Re: [PATCH bpf-next v1 RESEND 1/5] vmalloc: introduce vmalloc_exec, vfree_exec, and vcopy_exec

"Edgecombe, Rick P" <rick.p.edgecombe@xxxxxxxxx> · Thu, 3 Nov 2022 21:19:25 +0000

On Thu, 2022-11-03 at 11:59 -0700, Luis Chamberlain wrote:
> > > Mike Rapoport had presented about the Direct map fragmentation
> > > problem
> > > at Plumbers 2021 [0], and clearly mentioned modules / BPF /
> > > ftrace /
> > > kprobes as possible sources for this. Then Xing Zhengjun's 2021
> > > performance
> > > evaluation on whether using 2M/1G pages aggressively for the
> > > kernel direct map
> > > help performance [1] ends up generally recommending huge pages.
> > > The work by Xing
> > > though was about using huge pages *alone*, not using a strategy
> > > such as in the
> > > "bpf prog pack" to share one 2 MiB huge page for *all* small eBPF
> > > programs,
> > > and that I think is the real golden nugget here.
> > > 
> > > I contend therefore that the theoretical reduction of iTLB misses
> > > by using
> > > huge pages for "bpf prog pack" is not what gets your systems to
> > > perform
> > > somehow better. It should be simply that it reduces fragmentation
> > > and
> > > *this* generally can help with performance long term. If this is
> > > accurate
> > > then let's please separate the two aspects to this.
> > 
> > The direct map fragmentation is the reason for higher TLB miss
> > rate, both
> > for iTLB and dTLB.
> 
> OK so then whatever benchmark is running in tandem as eBPF JIT is
> hammered
> should *also* be measured with perf for iTLB and dTLB. ie, the patch
> can
> provide such results as a justifications.

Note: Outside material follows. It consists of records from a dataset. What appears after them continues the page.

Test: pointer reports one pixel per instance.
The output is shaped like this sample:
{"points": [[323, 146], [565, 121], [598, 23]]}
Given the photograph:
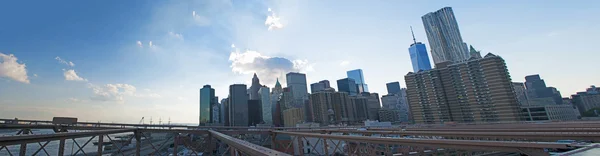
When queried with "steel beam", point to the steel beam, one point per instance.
{"points": [[244, 146], [440, 143], [14, 140]]}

Song had done some tests on the old prog pack version that to me seemed
to indicate most (or possibly all) of the benefit was direct map
fragmentation reduction. This was surprised me, since 2MB kernel text
has shown to be beneficial.

Otherwise +1 to all these comments. This should be clear about what the
benefits are. I would add, that this is also much nicer about TLB
shootdowns than the existing way of loading text and saves some memory.

So I think there are sort of four areas of improvements:
1. Direct map fragmentation reduction (dTLB miss improvements). This
sort of does it as a side effect in this series, and the solution Mike
is talking about is a more general, probably better one.
2. 2MB mapped JITs. This is the iTLB side. I think this is a decent
solution for this, but surprisingly it doesn't seem to be useful for
JITs. (modules testing TBD)
3. Loading text to reused allocation with per-cpu mappings. This
reduces TLB shootdowns, which are a short term load and teardown time
performance drag. My understanding is this is more of a problem on
bigger systems with many CPUs. This series does a decent job at this,
but the solution is not compatible with modules. Maybe ok since modules
don't load as often as JITs.
4. Having BPF progs share pages. This saves memory. This series could
probably easily get a number for how much.